Date and Time libraries in various languages
Can a correct, or even sensible Date, Time and Calendar library be designed, for any programming language at all, ever, by anybody, genius, time expert, or not? Certainly Java’s Date API isn’t very inspiring, but some systems do manage to do better: here’s a quick survey of the state of Date/Time/Calendar libraries in a few different languages.
Scheme’s SRFI 19 is, overall, an excellent library at its core (i.e. the specification of Time objects), but suffers from a number of bugs in its reference implementation, some quite serious, and lacks support for the timezone database.
Things may be looking up for Time processing in Java: the Joda Time library looks like it’s designed around the key separation of Instants, Intervals, and Durations from Calendar-related notions such as Dates, Times, and human-readable representations of time. The evidence suggests it may even deal with timezones properly.
Even C’s venerable time implementation (it’s an int! Everything’s an int!) is better than that provided by many languages. At least it’s correct and reasonably simple. The main flaw in it is the way that the current timezone is not even a global variable - it’s an environment variable. Trying to treat it as a parameter is an exercise in frustration, making timezone calculations far, far more difficult than they need to be.

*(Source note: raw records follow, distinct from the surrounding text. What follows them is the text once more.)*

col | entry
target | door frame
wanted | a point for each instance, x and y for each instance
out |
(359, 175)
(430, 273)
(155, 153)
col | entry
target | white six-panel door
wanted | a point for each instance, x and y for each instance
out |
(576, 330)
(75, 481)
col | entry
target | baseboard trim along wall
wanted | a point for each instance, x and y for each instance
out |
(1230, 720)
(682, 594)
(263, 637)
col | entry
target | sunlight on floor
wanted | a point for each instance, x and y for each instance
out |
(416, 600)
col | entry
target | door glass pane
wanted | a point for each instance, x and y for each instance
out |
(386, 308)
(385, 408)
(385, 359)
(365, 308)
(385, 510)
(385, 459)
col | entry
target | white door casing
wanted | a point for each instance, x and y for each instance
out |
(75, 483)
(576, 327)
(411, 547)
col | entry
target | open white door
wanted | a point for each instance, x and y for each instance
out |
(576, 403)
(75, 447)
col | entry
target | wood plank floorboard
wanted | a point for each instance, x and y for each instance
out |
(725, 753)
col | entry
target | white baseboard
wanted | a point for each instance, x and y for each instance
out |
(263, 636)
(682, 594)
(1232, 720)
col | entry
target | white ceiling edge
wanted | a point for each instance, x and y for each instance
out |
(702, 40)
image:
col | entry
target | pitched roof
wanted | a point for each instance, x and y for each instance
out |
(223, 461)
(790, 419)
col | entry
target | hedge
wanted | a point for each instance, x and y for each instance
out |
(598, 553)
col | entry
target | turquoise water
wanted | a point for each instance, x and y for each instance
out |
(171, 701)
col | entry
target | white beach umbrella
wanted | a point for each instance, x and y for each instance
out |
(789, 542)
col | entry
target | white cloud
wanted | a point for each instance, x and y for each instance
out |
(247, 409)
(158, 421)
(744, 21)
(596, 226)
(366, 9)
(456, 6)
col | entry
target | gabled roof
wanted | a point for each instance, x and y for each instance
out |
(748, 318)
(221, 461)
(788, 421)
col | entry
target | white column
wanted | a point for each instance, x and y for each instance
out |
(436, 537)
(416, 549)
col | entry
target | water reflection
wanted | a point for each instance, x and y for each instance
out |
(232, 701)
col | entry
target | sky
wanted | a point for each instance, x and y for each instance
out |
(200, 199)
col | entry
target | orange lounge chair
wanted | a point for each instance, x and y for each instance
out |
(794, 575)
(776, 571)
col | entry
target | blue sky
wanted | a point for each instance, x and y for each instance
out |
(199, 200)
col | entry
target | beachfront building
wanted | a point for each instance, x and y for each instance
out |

Squeak currently has two major libraries: Chronology, the incumbent, and the comprehensive-looking newcomer Chronos. I’ve only ever used Chronology, but I can definitely say it was a very pleasant experience compared to every other language and date/time library I’ve ever used. Chronology doesn’t really do timezones (or leap seconds), and from that point of view Chronos is a significant improvement. Chronos looks very promising, but loading it broke my image (timestamping doits broke during save and quit) so I’ve not explored it in any detail.